9. The result of such applications, which as I have noted are
misconceived and not maintainable, is that exceedingly peculiar
orders are passed either allowing or disallowing the leave sought.
When leave is granted, apparently secondary evidence is then led
but that leave is, as we have seen, completely unnecessary and a
party may always place before the Trial Court secondary evidence as
contemplated by the Evidence Act without such leave. The result of
disallowing the application is even more serious because the
evidence in question is wholly excluded from consideration without
the slightest examination of the proposed secondary evidence.
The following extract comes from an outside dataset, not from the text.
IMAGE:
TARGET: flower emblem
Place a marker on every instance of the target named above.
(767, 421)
There is no question of examining the secondary evidence first at
the stage of considering the application for leave. If the secondary
evidence is sufficient to prove the document, then the document
must be admitted into evidence. One of two things happen on any
such application: either the secondary evidence is not considered,
and the document is shut out, which is wrong, or the evidence is
considered twice over, once for the so-called ‘leave’ and then again
at the time of admitting the document.
10. This is no way to conduct the trial. Conceivably, it might
result in a document that might otherwise be admissible and proved
by secondary evidence being wholly left out only because of an order
of this kind on an application that in itself is misconceived and not
contemplated in law. This procedure wastes scarce judicial time and
achieves nothing. When a party goes to trial, he may have direct or
primary evidence of some documents, and secondary evidence of
others. It is for him to decide which of these he can best prove by
what evidence.
11. Take the two situations under Section 65(a) and (c). In the
first, notice is given to the other side to produce an original; the
other side does not produce the notice. Section 66 requires such a
notice, but also contains exceptions. One of these is in sub-clause
(2), “when, from the nature of the case, the adverse party must
know that he will be required to produce it”. There are others.
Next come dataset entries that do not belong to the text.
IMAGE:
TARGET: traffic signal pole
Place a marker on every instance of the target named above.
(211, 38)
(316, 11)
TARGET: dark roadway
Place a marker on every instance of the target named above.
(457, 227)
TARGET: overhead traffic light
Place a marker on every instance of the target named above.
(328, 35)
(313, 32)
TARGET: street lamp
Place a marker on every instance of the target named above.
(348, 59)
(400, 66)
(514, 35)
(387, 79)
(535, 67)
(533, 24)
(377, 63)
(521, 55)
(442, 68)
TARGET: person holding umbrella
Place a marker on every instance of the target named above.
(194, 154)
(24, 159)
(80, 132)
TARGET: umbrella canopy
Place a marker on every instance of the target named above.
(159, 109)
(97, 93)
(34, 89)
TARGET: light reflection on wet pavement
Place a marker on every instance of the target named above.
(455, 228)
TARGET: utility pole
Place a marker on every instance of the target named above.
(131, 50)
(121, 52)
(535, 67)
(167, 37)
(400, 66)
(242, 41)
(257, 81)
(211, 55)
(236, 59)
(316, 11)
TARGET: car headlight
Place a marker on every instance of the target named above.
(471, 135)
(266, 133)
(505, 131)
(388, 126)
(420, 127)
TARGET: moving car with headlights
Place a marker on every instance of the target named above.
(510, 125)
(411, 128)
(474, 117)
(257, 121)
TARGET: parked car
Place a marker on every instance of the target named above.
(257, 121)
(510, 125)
Therefore, it is not in every case that such a notice is compulsory. A
simple example is that of a letter by the party A to party B. The
original is with party B. He knows, or must know, from the nature of
the case, that he will be required to produce the original. He does
not. No notice is necessary, and party A can straightaway produce
his office copy of that letter. No ‘leave’ or ‘permission’ is required to
do this. Under Section 65(c), where the original is lost, the party
seeking to adduce secondary evidence must depose that the original
is lost and must also depose to the other conditions set out in that
sub-clause, viz., that he is not guilty of default or neglect. The
section itself says that in a case under 65(c), any evidence of the
contents is admissible. Again, there is simply no question of ‘leave’
being required.
12. In the present case, by the impugned order, the plaintiffs were
ostensibly ‘permitted’ to lead secondary evidence with respect to a
certified copy of a registered lease deed but were disallowed to lead
secondary evidence in respect of a gift deed.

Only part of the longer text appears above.